The "good bank", containing its sound assets - including most retail deposits and low-risk mortgage loans - can then be sold off.
The remaining "bad bank", set up to house unsecured debt and mortgage assets including those in its Granite securitisation programme, will remain under state control.
If economic recovery kicks in, it could even be sold of profitably in the long term.
Nearly £27 billion of state aid has gone to Northern Rock since its collapse in 2007. Some has already been repaid, and a partial sale of the bank now could put another multi-billion-pound sum back in the Treasury’s credit account.
The prospect follows months of detailed EC analysis of the restructuring package put forward for approval by the Government after Northern Rock was nationalised in February 2008.
An initial emergency government aid deal for the bank at the start of the economic crisis was cleared rapidly under EU rules on fair competition.
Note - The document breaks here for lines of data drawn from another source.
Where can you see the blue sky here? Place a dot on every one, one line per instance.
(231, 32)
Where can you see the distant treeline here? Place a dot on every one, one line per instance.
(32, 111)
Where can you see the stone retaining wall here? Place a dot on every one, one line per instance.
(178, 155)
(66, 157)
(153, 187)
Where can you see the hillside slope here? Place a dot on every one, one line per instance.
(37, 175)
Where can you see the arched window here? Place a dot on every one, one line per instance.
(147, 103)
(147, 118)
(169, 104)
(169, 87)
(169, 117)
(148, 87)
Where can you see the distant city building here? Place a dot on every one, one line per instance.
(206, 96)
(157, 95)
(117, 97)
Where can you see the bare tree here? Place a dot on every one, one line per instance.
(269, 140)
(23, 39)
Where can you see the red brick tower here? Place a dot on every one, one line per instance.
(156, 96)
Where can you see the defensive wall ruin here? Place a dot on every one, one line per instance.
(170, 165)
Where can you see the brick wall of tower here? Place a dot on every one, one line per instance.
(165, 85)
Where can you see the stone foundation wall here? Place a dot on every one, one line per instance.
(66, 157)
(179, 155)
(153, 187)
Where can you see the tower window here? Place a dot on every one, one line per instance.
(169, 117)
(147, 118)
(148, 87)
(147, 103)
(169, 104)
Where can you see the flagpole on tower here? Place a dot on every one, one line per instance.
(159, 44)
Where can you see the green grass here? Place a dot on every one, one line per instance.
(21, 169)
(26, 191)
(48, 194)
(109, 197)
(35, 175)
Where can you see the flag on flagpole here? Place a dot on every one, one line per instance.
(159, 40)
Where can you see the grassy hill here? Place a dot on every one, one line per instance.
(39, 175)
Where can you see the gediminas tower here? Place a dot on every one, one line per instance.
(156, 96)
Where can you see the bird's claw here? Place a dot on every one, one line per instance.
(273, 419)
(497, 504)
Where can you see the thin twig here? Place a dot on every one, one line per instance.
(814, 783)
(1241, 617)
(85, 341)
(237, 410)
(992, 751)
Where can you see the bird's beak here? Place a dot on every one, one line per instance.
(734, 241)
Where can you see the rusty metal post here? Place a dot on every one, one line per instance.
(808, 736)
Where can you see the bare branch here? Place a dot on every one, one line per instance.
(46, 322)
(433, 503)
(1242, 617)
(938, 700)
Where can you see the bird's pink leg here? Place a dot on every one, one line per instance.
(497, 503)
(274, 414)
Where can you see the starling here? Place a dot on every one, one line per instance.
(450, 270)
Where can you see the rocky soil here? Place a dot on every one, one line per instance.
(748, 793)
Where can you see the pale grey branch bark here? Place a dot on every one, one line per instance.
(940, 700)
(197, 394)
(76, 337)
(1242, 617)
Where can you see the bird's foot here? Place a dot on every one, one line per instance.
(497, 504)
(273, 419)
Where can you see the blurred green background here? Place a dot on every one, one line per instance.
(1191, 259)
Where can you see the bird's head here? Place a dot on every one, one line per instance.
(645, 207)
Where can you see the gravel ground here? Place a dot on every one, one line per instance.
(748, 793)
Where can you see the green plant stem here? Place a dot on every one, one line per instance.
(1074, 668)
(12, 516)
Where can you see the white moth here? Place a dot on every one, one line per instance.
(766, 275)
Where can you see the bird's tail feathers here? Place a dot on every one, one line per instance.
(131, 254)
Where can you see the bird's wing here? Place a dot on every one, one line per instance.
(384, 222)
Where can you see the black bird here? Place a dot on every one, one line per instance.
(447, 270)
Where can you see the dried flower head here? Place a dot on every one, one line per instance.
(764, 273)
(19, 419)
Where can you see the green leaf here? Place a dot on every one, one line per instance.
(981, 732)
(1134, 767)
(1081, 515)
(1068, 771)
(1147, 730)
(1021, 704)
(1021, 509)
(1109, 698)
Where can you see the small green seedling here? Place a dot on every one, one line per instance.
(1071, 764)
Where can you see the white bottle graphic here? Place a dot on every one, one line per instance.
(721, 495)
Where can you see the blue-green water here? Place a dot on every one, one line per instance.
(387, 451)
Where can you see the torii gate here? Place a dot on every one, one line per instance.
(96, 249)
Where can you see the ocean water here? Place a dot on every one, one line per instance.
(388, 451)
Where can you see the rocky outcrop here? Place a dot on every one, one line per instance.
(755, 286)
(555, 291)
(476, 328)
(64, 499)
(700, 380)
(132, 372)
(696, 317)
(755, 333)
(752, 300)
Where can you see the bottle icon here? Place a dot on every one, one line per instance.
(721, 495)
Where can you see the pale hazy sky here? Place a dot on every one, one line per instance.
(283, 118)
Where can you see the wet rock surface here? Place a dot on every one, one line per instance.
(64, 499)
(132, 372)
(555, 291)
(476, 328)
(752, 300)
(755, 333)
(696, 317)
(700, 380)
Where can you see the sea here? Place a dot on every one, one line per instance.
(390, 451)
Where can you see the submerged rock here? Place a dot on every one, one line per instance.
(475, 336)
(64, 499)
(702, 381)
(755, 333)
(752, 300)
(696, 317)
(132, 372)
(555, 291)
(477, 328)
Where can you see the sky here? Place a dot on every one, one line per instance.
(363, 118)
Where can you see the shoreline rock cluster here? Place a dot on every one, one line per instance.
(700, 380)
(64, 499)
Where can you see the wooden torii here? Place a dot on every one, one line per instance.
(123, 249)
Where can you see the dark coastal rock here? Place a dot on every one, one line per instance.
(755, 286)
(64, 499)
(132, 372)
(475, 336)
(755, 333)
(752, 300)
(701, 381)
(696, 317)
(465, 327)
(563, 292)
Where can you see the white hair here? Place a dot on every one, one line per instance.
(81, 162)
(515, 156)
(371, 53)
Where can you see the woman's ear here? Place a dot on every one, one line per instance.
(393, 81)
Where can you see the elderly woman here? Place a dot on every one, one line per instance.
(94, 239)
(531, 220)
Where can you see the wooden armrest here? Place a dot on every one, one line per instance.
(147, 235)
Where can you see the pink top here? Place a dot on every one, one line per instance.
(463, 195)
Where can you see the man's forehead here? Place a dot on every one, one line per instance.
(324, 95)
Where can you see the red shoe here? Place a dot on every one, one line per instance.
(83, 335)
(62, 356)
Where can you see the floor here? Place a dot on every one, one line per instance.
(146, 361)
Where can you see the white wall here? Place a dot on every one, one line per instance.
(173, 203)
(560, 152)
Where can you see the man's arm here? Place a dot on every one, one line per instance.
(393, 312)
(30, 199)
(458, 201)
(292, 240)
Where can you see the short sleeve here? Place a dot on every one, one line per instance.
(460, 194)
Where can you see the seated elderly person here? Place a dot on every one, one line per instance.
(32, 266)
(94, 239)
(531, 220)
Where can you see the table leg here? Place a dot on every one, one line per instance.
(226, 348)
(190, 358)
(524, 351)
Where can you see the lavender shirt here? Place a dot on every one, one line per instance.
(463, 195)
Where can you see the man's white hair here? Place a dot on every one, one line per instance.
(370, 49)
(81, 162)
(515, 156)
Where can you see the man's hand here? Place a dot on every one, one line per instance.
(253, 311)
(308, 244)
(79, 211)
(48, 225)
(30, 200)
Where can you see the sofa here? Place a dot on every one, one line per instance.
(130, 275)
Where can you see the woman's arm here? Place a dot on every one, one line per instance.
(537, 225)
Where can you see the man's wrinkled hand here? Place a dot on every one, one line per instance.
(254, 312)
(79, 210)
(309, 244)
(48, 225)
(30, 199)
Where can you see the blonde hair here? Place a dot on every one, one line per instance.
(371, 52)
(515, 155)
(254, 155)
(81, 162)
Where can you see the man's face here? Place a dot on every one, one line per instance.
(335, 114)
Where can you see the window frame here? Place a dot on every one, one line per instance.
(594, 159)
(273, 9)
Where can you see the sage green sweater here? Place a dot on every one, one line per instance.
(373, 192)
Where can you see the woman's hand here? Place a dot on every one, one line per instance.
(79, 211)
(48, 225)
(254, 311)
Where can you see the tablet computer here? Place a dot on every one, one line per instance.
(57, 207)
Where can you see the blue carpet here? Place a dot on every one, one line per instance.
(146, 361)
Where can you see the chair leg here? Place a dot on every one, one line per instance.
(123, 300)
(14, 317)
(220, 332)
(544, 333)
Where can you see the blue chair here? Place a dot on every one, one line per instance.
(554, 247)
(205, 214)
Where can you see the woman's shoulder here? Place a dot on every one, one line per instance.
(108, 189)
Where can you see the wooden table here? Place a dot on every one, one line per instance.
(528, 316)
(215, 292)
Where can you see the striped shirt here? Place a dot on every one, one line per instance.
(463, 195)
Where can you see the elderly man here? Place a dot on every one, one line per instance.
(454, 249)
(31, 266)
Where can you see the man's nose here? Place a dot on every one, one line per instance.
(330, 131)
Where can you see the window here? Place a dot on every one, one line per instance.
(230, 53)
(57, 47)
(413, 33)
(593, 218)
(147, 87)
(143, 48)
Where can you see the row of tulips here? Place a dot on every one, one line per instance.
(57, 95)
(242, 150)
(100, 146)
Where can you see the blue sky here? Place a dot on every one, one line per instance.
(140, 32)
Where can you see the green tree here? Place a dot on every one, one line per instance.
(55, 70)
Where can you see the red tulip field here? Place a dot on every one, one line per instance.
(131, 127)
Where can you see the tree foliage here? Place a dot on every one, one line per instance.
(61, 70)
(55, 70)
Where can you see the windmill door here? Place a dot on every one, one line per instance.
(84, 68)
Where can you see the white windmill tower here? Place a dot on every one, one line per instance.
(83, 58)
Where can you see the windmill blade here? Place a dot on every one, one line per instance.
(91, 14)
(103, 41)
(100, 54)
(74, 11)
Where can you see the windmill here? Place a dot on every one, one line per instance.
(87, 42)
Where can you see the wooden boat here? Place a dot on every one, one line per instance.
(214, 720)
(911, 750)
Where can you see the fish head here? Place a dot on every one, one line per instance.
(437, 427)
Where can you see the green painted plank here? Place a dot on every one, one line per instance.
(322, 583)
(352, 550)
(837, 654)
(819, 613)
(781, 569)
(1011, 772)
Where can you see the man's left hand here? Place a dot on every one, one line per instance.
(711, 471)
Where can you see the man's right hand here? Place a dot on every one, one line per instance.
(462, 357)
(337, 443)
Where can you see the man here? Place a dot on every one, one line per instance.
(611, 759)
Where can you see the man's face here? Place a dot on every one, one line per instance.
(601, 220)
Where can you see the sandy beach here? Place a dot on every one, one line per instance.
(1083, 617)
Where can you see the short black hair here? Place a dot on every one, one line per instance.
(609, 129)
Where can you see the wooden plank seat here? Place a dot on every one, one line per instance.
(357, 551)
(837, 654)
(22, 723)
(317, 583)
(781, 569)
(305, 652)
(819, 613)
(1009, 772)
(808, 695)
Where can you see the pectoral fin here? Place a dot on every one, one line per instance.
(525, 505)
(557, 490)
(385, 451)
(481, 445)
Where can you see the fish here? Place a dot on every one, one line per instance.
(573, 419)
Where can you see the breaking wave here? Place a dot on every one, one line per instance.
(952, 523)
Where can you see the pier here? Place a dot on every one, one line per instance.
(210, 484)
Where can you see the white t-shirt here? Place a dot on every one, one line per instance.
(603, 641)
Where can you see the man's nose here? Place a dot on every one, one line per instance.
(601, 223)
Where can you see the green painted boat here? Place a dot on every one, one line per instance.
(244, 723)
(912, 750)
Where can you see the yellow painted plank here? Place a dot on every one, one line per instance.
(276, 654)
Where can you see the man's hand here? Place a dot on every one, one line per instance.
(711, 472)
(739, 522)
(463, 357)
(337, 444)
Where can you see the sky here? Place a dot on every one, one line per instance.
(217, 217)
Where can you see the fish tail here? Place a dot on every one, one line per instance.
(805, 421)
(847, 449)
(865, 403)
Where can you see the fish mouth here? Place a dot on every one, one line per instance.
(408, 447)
But Ms Kroes made clear to Downing Street last June that she would not be rushed into a decision on the longer term plans, including committing an extra £3 billion of taxpayers’ money to Northern Rock.
But now her verdict, approving the core strategy of splitting Northern Rock, paves the way for Mr Brown to gain a public relations boost if he can dispose of part of the bank and show a return on the money absorbed in the bail-out.
The commission will be watching to ensure that the sale of the "good bank" emerging from Northern Rock does not in itself create a breach of EU rules by reducing competition in the banking sector.
That could occur if the successful bidder was one of the UK’s bigger mortgage lenders.
An EU rejection of the restructuring plan for Northern Rock would have raised questions about Mr Brown’s handling of the economic crisis.
As it is, the Treasury’s job now is to try to secure a good price for taxpayers from the saleable part of the bank whose name symbolised the economic downturn.